La zone grise de la santé mentale est truffée de nuances et de variantes, autant de freins à l’assentiment social à l’ouvrir à son tour à un tel choix de fin de vie ultime. Des réticences qui ne seront de surcroît pas apaisées tant que le déficit béant de services de professionnels qualifiés n’aura pas été résorbé. En effet, encore faut-il que ces maux psychiques ne deviennent pas pour certains irrémédiables, faute de soutien psychosocial.

Interdire indéfiniment l’AMM aux personnes atteintes de ces affections serait toutefois voué à être déclaré inconstitutionnel par la Cour suprême, de l’avis du sénateur, vice-président du comité mixte et ancien juge Pierre Dalphond. Or, dans l’intervalle d’un interminable processus judiciaire, des citoyens demeureront prisonniers de leurs souffrances psychiques, sans que le dialogue social progresse, faute d’audace politique.

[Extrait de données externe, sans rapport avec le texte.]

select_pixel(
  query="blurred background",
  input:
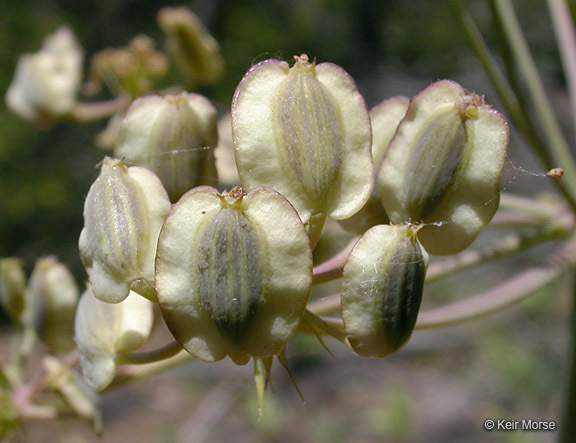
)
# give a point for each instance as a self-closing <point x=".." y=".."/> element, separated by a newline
<point x="445" y="383"/>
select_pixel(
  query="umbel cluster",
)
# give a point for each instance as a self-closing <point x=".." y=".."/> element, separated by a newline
<point x="232" y="269"/>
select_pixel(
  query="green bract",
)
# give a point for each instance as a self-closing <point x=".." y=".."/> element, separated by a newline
<point x="104" y="329"/>
<point x="305" y="132"/>
<point x="233" y="273"/>
<point x="443" y="166"/>
<point x="173" y="136"/>
<point x="123" y="215"/>
<point x="382" y="289"/>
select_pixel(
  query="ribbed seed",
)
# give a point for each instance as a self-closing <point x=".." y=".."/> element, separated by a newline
<point x="230" y="275"/>
<point x="308" y="131"/>
<point x="119" y="220"/>
<point x="402" y="292"/>
<point x="435" y="159"/>
<point x="178" y="158"/>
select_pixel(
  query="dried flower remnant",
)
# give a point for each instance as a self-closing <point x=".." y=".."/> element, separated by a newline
<point x="443" y="167"/>
<point x="305" y="132"/>
<point x="46" y="83"/>
<point x="104" y="330"/>
<point x="233" y="273"/>
<point x="123" y="215"/>
<point x="196" y="52"/>
<point x="173" y="136"/>
<point x="382" y="289"/>
<point x="51" y="299"/>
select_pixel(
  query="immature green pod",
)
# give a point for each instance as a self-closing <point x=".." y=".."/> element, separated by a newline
<point x="233" y="273"/>
<point x="382" y="289"/>
<point x="305" y="132"/>
<point x="443" y="167"/>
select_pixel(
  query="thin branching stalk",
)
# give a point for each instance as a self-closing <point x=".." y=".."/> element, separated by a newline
<point x="566" y="37"/>
<point x="503" y="88"/>
<point x="568" y="424"/>
<point x="128" y="374"/>
<point x="163" y="353"/>
<point x="558" y="146"/>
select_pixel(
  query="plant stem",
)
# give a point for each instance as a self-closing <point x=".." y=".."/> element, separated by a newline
<point x="126" y="374"/>
<point x="503" y="88"/>
<point x="505" y="294"/>
<point x="568" y="424"/>
<point x="163" y="353"/>
<point x="509" y="245"/>
<point x="557" y="143"/>
<point x="566" y="37"/>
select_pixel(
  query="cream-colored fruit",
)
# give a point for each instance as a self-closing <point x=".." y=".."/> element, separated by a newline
<point x="443" y="167"/>
<point x="305" y="132"/>
<point x="233" y="273"/>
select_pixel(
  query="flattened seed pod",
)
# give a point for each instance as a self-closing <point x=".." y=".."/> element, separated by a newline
<point x="233" y="273"/>
<point x="305" y="132"/>
<point x="123" y="214"/>
<point x="382" y="290"/>
<point x="174" y="137"/>
<point x="102" y="330"/>
<point x="444" y="165"/>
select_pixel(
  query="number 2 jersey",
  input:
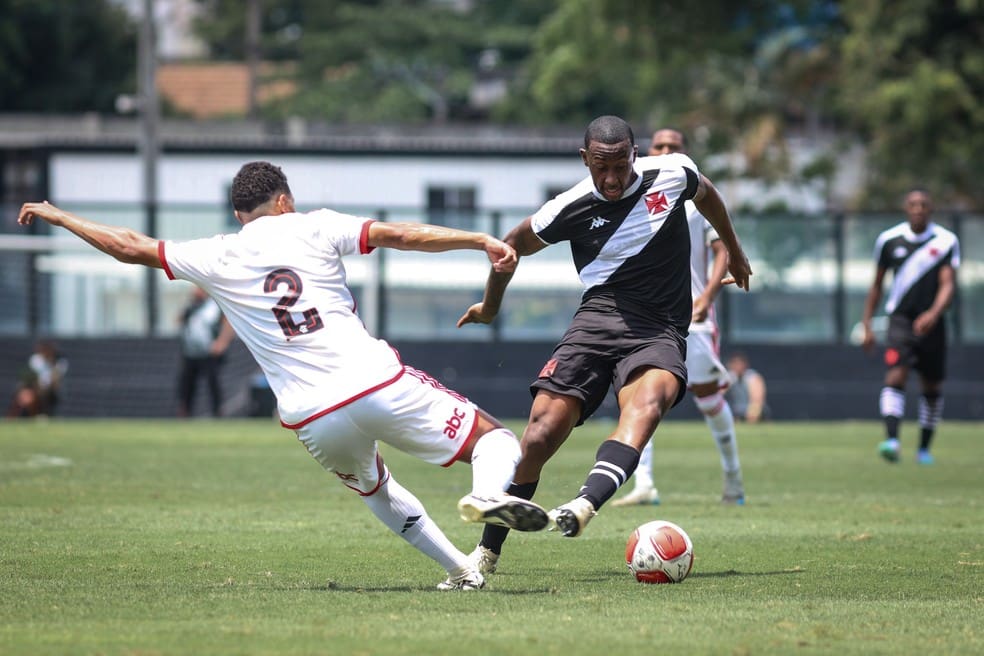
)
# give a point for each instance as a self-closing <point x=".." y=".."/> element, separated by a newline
<point x="281" y="283"/>
<point x="915" y="261"/>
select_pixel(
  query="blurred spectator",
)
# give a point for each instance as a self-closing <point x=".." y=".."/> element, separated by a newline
<point x="205" y="336"/>
<point x="747" y="392"/>
<point x="39" y="383"/>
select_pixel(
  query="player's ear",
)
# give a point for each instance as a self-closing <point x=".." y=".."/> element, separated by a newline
<point x="285" y="203"/>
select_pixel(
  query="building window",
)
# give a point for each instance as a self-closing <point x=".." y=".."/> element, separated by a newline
<point x="454" y="207"/>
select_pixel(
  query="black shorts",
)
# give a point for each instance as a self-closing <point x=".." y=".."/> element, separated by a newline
<point x="601" y="349"/>
<point x="926" y="353"/>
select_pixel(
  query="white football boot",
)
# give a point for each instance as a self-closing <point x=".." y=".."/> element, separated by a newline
<point x="640" y="496"/>
<point x="571" y="517"/>
<point x="465" y="577"/>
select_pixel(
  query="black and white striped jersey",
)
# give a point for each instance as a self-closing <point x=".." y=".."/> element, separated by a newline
<point x="635" y="250"/>
<point x="915" y="261"/>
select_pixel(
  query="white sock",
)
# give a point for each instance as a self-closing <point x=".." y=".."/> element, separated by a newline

Les préoccupations soulevées quant aux « partis pris » d’une majorité des témoins convoqués en comité (et des convictions de certains membres y siégeant) furent certes singulières. Les constats étaient toutefois tout aussi partagés lors d’études parlementaires passées. Le débat ne s’est pas nécessairement envenimé, mais il semble certainement s’enliser.

Dix ans d’aide médicale à mourir au Canada ont permis des avancées majeures pour une fin de vie non plus condamnée à la souffrance, mais pouvant être vécue dans la dignité et la compassion. Ce qui n’exclut pas de prendre le temps de réfléchir au chemin parcouru — pour s’assurer que l’AMM demeure pour tous une avenue d’exception — ni de ralentir pour la suite afin de baliser toutes nouvelles pratiques. Reculer ne devrait cependant pas se hisser au rang de seule piste privilégiée.